Most gap years are taken at around age 18 but there was no such thing when I was that age. In 2010, at 56, I decided to take up this gap year idea and planned an unplanned year except for two dreams I had held for a long time: a Women’s Retreat in Bali early in the year and a Memoir Writing Course with Patti Miller in Paris.
Little did I know it would be the beginning of a completely different phase in my life and that the story I began to write in Paris would evolve into a doctorate and a published book ‘The Other Side of Absence: Discovering My Father’s Secrets’, ten years later.
On the first day of the two-week writing workshop, our homework was to complete the sentence ‘The first time I met…’ and keep writing for 20 minutes. I wrote “The first time I met… my father I was nineteen.” When asked to add to this each day, I realised I knew very little about my Polish father. This was the catalyst for a detective-like search for the missing pieces of my family history.
I had gleaned snippets of information from my mother over the years. He had been in the Polish resistance during World War II, was arrested as a political prisoner in the middle of the night at his home in Lublin, Poland and sent to Auschwitz concentration camp. He survived and made his way to England where he met my Australian mother. They married, I was born, we came to Australia and then he disappeared and although he stayed in Australia, I didn’t see him until he contacted me when I was nineteen. My mother filed for a divorce when I was six years old, on the grounds of desertion, only to find that he was a bigamist with a wife and daughter in Poland. My parents’ marriage was annulled.
When I met him, he was not a well man, either physically or psychologically and it was a harrowing time. Before the end of that year, believing he was dying and wanting to be buried in his homeland, he returned to Poland and I never saw or heard from him again. I was relieved to see him go and deliberately did not think about him again until the writing workshop stirred up some old feelings and a curiosity about who was this man who was my father? I decided to find out.
I started with two photos of my father and a few documents– his demobilisation papers from after the war, my parents’ marriage certificate and my birth certificate. Attempts to find his death certificate came to nothing and I gave up for a while but my nagging curiosity got the better of me. I went to the Polish Consulate in Sydney to request a search for my father’s death certificate. Some months later, it arrived in the mail. I was shocked to read that he had lived for a further twenty-two years in Poland and that he had returned to live with his first wife and other daughter who hadn’t seen him for thirty-three years, not since the night he was arrested by the Gestapo in 1941.

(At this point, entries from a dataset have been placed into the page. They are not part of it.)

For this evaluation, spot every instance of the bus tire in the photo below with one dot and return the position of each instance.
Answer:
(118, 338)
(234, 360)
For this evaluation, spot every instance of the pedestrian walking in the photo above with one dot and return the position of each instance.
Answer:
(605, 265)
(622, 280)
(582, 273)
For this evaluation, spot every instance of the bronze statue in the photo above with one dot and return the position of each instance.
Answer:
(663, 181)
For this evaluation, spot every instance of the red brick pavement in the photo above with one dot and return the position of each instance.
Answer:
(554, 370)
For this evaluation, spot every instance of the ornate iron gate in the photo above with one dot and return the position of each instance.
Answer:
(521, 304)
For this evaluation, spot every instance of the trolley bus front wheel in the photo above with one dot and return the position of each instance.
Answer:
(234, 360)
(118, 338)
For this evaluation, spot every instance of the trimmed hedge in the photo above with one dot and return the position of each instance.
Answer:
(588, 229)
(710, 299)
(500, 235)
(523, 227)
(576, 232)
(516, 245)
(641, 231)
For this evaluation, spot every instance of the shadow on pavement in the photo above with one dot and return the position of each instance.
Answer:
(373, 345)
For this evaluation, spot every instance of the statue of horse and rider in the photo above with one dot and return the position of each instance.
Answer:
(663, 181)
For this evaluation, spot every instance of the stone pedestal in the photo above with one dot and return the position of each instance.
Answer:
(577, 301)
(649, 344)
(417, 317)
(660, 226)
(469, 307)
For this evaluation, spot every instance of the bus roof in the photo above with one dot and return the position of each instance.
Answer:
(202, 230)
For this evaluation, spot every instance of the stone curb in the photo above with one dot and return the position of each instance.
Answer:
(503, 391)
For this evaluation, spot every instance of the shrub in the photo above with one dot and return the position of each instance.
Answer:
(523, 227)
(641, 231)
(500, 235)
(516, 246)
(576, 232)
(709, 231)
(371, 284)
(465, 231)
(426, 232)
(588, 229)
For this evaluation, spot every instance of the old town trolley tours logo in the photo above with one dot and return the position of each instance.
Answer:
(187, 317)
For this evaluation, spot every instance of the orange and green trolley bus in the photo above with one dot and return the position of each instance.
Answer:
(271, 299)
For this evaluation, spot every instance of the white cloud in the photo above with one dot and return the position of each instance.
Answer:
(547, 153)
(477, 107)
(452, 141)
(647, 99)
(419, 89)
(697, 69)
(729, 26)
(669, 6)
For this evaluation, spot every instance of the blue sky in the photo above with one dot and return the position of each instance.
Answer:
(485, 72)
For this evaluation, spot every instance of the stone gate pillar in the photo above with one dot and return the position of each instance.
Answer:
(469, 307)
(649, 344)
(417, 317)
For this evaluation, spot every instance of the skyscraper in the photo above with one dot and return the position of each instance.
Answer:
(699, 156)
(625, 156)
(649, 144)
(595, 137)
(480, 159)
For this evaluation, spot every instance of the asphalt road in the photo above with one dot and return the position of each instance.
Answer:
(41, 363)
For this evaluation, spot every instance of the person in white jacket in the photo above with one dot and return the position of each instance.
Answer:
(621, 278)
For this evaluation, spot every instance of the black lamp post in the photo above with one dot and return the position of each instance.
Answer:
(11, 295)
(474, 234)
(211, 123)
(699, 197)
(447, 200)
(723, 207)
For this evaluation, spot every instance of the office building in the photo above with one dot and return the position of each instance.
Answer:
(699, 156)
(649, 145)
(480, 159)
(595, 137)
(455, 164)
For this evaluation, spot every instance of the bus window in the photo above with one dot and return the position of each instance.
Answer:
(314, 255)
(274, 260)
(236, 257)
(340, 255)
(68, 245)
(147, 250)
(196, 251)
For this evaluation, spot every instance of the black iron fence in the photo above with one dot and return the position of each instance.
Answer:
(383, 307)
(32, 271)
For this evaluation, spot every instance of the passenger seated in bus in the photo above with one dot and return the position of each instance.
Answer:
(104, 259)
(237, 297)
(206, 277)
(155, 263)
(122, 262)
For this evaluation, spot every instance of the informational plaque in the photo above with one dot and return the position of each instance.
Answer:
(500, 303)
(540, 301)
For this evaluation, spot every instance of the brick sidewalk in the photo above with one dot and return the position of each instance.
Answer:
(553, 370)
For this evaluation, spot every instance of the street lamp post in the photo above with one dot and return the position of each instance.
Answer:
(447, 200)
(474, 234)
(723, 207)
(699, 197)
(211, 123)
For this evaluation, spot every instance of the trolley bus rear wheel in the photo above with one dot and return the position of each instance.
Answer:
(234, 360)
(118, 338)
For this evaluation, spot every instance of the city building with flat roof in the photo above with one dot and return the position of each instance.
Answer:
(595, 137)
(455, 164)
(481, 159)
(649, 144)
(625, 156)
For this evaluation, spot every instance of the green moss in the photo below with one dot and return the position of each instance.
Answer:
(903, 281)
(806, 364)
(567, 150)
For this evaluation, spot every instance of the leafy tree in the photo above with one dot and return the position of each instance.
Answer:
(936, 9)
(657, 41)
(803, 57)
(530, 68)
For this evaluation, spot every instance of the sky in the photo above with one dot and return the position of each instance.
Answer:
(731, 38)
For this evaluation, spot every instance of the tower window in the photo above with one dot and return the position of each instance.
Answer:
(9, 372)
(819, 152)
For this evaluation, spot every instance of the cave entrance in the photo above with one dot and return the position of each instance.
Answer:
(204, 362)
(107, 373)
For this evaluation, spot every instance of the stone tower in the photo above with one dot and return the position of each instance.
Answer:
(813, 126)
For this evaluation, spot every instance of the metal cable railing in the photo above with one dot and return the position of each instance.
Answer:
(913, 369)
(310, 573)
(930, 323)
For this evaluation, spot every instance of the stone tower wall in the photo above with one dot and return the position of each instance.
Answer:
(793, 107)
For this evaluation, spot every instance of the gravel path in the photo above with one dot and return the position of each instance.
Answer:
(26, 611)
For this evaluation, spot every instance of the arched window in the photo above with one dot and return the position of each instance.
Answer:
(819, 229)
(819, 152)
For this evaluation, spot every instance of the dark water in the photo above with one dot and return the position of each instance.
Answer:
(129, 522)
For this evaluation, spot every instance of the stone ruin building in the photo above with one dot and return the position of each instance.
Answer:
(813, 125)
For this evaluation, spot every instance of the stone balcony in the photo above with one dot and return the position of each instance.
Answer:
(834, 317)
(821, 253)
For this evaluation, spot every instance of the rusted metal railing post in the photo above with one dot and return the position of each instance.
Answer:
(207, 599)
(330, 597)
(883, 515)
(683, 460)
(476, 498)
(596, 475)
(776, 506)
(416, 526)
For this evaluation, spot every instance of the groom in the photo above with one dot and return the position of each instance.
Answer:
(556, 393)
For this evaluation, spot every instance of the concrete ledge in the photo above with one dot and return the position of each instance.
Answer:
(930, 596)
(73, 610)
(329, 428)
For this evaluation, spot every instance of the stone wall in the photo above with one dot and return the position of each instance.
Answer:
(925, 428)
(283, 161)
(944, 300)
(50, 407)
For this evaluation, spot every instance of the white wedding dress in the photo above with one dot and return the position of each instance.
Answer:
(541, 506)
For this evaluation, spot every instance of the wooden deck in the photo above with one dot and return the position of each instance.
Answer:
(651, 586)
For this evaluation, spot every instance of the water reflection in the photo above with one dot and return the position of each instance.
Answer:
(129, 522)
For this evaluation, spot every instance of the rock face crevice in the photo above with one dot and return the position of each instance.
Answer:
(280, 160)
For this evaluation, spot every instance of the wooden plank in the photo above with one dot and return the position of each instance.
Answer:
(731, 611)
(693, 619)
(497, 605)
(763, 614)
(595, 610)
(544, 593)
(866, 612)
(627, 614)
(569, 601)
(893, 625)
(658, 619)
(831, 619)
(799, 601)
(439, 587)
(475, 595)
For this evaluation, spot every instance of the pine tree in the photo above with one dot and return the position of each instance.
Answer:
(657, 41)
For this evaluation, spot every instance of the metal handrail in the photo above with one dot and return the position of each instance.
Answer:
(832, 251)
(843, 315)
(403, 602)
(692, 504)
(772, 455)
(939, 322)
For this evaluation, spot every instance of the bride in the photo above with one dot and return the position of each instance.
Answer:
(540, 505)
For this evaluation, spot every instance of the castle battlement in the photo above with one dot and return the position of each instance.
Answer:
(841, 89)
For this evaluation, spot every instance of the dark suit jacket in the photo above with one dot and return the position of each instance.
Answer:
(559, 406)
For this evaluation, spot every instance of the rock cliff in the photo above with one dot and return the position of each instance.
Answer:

Unfortunately, I speak no Polish and requests in English to various Polish organisations and institutions for information gained no response. I wrote to the Red Cross International Tracing Service. Eventually I was given a case number – 95629 and I waited. I went to the Society of Australian Genealogists – nothing on Ancestry.com but Familysearch.org revealed brothers and sisters, a son who died as a baby but no trace of my half-sister Janina or the two sons my father told me she had. I started to draw a family tree but didn’t feel like I was getting very far.
And then the breakthrough came. I was introduced to Melbourne-based, Polish-speaking Krystyna Duszniak of Lost Histories, who helps people trace Polish relatives and family histories. Through her detective work, letters, request forms and phone calls we discovered where my father had lived, where he was buried, that my half-sister was the same age as my mother (that took a while to sink in) and that she had no sons – my father had lied again.
I planned to go to Poland and follow my father’s footsteps from Lublin to Auschwitz and Gusen camps and then to England, visiting archives and other public offices to see what I could find. And to see if I could find my half-sister. Sadly, a short while before I was due to leave for Poland, I found out she had died just two years previously. I was torn – should I still go to Poland? With no family left, was there any point? I felt strongly drawn to go, especially as we had found someone who knew my father.
I arrived in Lublin on a Thursday and by Tuesday, with no other known relatives, I had inherited the apartment in which my father, his first wife and Janina had lived which had been locked up since she died. This apartment was a time capsule of photos, letters and other.
My belated gap year delivered many fascinating and significant experiences. I came to understand so much about my father and found a peace in doing so.
I’d thoroughly recommend a gap year, whatever your age.